When and if an appeals court upholds or reverses the Woodley Road jury verdict, it will become clear whether the operator owes a fiduciary obligation to the owner. Among the questions to consider: whether Woodley Road effectively prohibits operators from retaining savings, rebates and commissions from group purchasing programs or must share them on some pro-rata basis with all of the owners in that group and whether there must be specific disclosure of each and every possible rebate commission or administrative fee, failing which an operator may be terminated summarily without recourse to the owner.

If hotel owners had their way, the management agreement might contain a provision that read:

Operator specifically acknowledges and stipulates that it is acting as a fiduciary to owner in connection with any and all aspects of the management of the hotel and operator shall, in all respects, operate the hotel in such a manner as to maximize the return to the owner. All savings, rebates, incentives and similar savings achieved by operator in connection with the operation of this hotel, including any group purchasing program, shall be disclosed in writing to owner and shall accrue solely to the benefit of the hotel.

On the other hand, the operator would prefer a provision in the management agreement that might contain the following provision:

Owner specifically acknowledges and stipulates that operator, in its capacity as manager of the hotel, is not acting as a fiduciary to owner in connection with any aspect of group purchasing, and shall be entitled to retain, and is not obligated to disclose to owner, any profit, rebate, mark up, incentive or similar payment that operator receives or retains from any source, including third-party vendors and suppliers of goods and services to the hotel.
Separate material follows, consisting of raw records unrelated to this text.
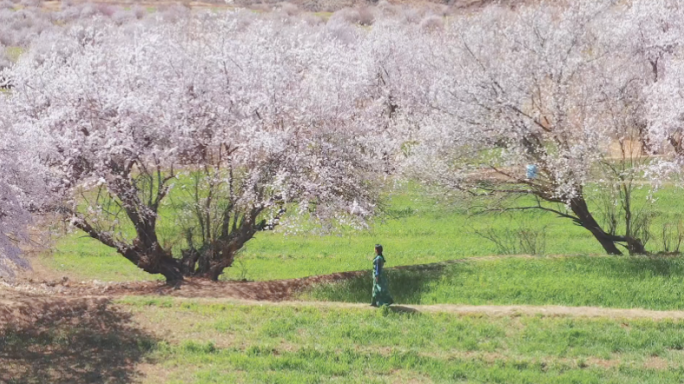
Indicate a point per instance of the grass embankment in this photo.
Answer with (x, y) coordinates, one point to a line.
(619, 282)
(215, 342)
(415, 230)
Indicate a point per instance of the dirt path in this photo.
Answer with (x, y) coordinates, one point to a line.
(25, 307)
(488, 310)
(29, 296)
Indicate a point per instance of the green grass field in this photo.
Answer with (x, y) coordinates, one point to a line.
(619, 282)
(210, 341)
(415, 229)
(202, 341)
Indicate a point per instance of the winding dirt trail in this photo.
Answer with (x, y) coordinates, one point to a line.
(30, 297)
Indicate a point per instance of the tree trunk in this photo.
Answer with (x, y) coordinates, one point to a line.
(579, 207)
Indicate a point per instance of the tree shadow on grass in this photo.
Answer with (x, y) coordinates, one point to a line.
(406, 284)
(49, 340)
(652, 265)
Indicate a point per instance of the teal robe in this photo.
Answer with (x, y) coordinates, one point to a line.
(381, 295)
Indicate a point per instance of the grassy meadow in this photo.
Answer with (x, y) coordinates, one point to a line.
(415, 228)
(215, 341)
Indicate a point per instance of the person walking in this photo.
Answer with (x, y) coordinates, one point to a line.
(381, 295)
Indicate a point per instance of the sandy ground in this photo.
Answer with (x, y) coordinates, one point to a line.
(26, 298)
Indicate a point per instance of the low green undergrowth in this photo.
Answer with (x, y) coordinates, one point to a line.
(622, 282)
(222, 342)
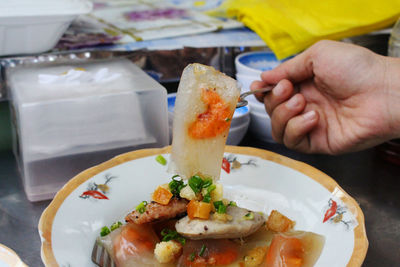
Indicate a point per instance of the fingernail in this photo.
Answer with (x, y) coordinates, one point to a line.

Owner hereby waives any claim that it may have to any such profit, rebate, mark-up incentive or similar sum, so long as the total of all items purchased through the operator’s group purchasing program will be at a cost lower than that which is otherwise available to the hotel from other sources.

Whether the industry likes it, Woodley Road is moving the industry in the direction of requiring disclosure and consent. While there are a number of ways for operators to “inoculate” themselves from Woodley Road-type liabilities, disclosure appears to present the best opportunity. If examined in a normal business context, group purchasing presents the real potential for a “win-win” scenario for owners and operators. For instance, if an owner independently goes to the market to obtain long-distance telephone services, a single property or several properties will not likely motivate a national telephone carrier into giving the same level of discount that it would to an entire hotel chain. This provides the opportunity for the sharing of the benefit in terms of lower cost (and therefore higher profit) to the owner, and a fee for structuring the group purchase by an operator through its national reputation. Each party understands the bargain that has been struck and accepts that portion of the benefit that comes to it via a disclosed element of the operator’s group purchasing program.
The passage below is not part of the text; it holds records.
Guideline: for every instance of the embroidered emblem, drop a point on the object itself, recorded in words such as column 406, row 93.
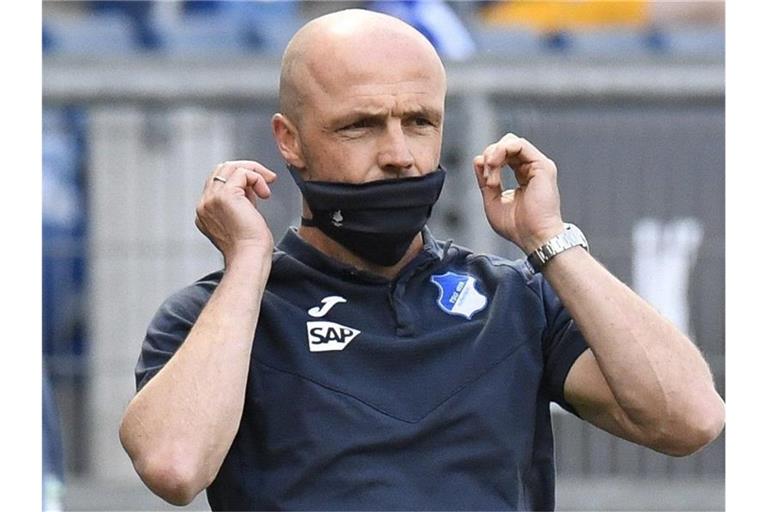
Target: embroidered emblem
column 337, row 218
column 326, row 336
column 458, row 294
column 327, row 304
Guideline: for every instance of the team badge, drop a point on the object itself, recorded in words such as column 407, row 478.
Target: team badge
column 458, row 294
To this point, we have been considering ways to improve management agreements yet to be executed. What is the status of the thousands of management agreements that currently are in place and do not specifically deal with issues that are raised or complicated by Woodley Road,? Should existing management agreements be amended?

It would be unusual to find an owner or operator who wants to become involved in renegotiating a management agreement or proposing an amendment to the management agreement when it was not absolutely essential to do so. There is a rational fear that to open up one area for discussion may lead to a reopening of the entire agreement. Some would undoubtedly conclude that the best policy is to simply wait and see. Others may feel that because no one has yet made a claim, everything must be fine. These ostrich-like policies, consisting of action by inaction, put operators at some risk. Even before there is an appellate review of Woodley Road, disputes between owners and managers now invariably contain a Woodley Road-type claim. There is a practical, if not painless, way to address some or all of the issues.

Every hotel management agreement describes a process to deal with the annual budget. Part of the annual budget process, particularly where there are narrative discussions of assumptions by the operator and observations regarding market conditions, can be a disclosure of retained rebates, incentives, commissions and similar monies as part of group purchasing.

How much disclosure is enough? That is for each operator to decide, pending the final outcome of Woodley Road. Must each and every contract or type of group purchasing be disclosed in terms of source and specific amount? Probably not. General descriptions probably will be legally sufficient, so long as it is reasonably clear what kinds of rebates and incentives are involved. Woodley Road does, at least for the time being, cloud the resolution of management agreements and of group purchasing procedures. It also suggests that where the law works against you, a well-drafted contract can ameliorate or eliminate the problem. The future will tell us whether Woodley Road is full of potholes or a dead end for operators.